Johnson finished third in capturing the Black vote. He took 18.35 percent of the Black vote behind Wilson, who finished second to Mayor Lori Lightfoot with 22.64 percent of the Black vote. Vallas finished fourth, taking 12.96 percent of the vote in the city’s 17 Black wards.

There are concerns that Wilson’s endorsement of Vallas will persuade Black voters to support Vallas at the polls. But some Black voters say Wilson’s endorsement will have little to no impact on whom they will support in the mayoral runoff.

Last week, the Crusader reported that Wilson had a meeting with 200 pastors on March 4 at Bishop Larry Trotter’s Sweet Holy Spirit Church. However, the Crusader later confirmed the correct number in attendance was 100 pastors, whose goal that day was to choose a candidate to endorse.

When Wilson asked who would support Johnson, 70 pastors raised their hands. Sources said 30 pastors raised their hands in support of Vallas.

Sources told the Crusader at that point that Wilson told the group there will be more town hall meetings where he can hear from the people before making an endorsement.

But close sources told the Crusader Wilson promised them he would wait until March 15 to make an endorsement. When Wilson made his announcement early, on March 8, sources said some pastors, including Bishop Trotter, felt a sense of betrayal when Wilson moved ahead of them.

Trotter endorsed Wilson in the February 28 Primary. Trotter and Wilson are longtime friends and for years Wilson has helped many struggling Black churches pay their utility bills. His largesse won him the support of many loyal pastors, unwilling to go against his political decisions, according to insiders.

These reliable sources also told the Crusader that before the meeting at Trotter’s church, Wilson already had his mind made up to endorse Vallas and that the meeting was simply a formality. Additional sources said Wilson told some pastors in the group he didn’t want to endorse anyone raising taxes and defunding the police, tactics Johnson’s opponents accused him of having as elements of his platform as a mayoral candidate.

Others close to the situation said many of the pastors learned of Wilson’s decision from the news media. They say Trotter heard of the endorsement while watching a television newscast.
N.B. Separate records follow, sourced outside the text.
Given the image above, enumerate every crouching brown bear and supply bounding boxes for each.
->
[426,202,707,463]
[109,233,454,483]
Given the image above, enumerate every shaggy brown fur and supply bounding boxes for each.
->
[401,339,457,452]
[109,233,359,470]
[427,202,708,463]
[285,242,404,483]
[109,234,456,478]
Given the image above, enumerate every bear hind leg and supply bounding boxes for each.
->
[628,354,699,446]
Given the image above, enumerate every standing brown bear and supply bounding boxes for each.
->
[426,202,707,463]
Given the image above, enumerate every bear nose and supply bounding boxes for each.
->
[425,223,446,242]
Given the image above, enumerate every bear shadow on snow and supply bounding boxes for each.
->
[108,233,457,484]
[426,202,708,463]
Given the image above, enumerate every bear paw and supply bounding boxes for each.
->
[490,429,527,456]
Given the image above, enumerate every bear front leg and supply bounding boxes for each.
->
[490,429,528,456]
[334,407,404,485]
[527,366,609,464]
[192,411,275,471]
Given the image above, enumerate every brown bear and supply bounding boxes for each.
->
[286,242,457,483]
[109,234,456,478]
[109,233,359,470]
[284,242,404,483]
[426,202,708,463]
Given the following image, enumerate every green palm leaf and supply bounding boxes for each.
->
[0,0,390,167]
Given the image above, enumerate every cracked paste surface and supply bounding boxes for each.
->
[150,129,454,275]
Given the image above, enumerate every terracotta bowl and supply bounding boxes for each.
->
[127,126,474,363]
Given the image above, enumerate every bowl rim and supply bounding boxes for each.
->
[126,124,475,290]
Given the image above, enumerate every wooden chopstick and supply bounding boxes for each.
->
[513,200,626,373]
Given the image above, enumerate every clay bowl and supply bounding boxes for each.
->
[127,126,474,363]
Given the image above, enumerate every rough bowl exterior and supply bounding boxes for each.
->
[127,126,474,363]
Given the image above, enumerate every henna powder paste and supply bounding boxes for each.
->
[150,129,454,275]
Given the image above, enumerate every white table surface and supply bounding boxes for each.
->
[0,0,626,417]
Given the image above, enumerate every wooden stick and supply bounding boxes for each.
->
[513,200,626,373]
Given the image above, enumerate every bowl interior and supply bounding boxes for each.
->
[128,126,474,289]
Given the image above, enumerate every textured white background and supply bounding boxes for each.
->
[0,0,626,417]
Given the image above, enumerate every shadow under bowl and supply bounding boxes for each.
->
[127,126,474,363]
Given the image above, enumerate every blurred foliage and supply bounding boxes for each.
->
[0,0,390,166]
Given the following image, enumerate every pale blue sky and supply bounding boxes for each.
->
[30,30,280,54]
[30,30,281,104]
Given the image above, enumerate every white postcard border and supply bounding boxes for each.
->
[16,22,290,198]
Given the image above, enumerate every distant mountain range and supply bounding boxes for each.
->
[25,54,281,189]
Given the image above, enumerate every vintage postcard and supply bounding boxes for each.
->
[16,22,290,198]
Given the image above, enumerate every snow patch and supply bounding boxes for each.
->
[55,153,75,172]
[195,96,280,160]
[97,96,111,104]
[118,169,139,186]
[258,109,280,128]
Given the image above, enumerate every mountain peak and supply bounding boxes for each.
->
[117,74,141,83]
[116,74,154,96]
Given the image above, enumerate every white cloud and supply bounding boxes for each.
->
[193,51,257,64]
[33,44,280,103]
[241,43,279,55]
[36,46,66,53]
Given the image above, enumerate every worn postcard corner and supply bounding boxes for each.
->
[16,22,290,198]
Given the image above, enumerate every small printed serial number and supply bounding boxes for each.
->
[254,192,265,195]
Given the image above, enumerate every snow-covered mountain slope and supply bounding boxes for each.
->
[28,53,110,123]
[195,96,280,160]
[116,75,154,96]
That, according to sources, left Bishop Trotter “ticked,” after Wilson broke his promise and left many pastors in the dark during the endorsement process.

After Wilson endorsed Vallas, sources said there was concern Wilson would say publicly the endorsement came from him, Bishop Trotter and the pastors at the meeting. That concern led Bishop Trotter to endorse Johnson before his congregation on Sunday, March 12.

In his endorsement, Trotter called Johnson the “right person” for City Hall.

“He has a plan. And it’s fresh, it’s new. I just think this is an hour we should put the right people — the qualified people and the people who love God — in office,” he said.

On March 13, Wilson in an Op-ed in the Chicago Tribune accused Blacks of injecting race into the mayoral runoff, while accusing Black leaders of shutting him out in a way that left him feeling discriminated against by his own people.

“To inject race as a wedge issue in the mayoral runoff does a disservice to all the progress we have made toward a more perfect union,” Wilson wrote. “It is shameful for Black leaders to suggest that voters should choose a candidate based on skin color. Too much is at stake for our citizens to vote for someone simply based on color.

“Interestingly, all of these Black leaders use race when it suits them. For example, when I ran for U.S. Senate against Senator Dick Durbin, a white man, they overwhelmingly endorsed him over me. When I ran against Mayor Rahm Emanuel, the same Black leaders overwhelmingly endorsed him. By their logic, they discriminated against me.”

“These are the same tired Black leaders who have done little to bring safety to the neighborhoods they represent. The neighborhoods with the highest level of homicides are represented by Black leaders.”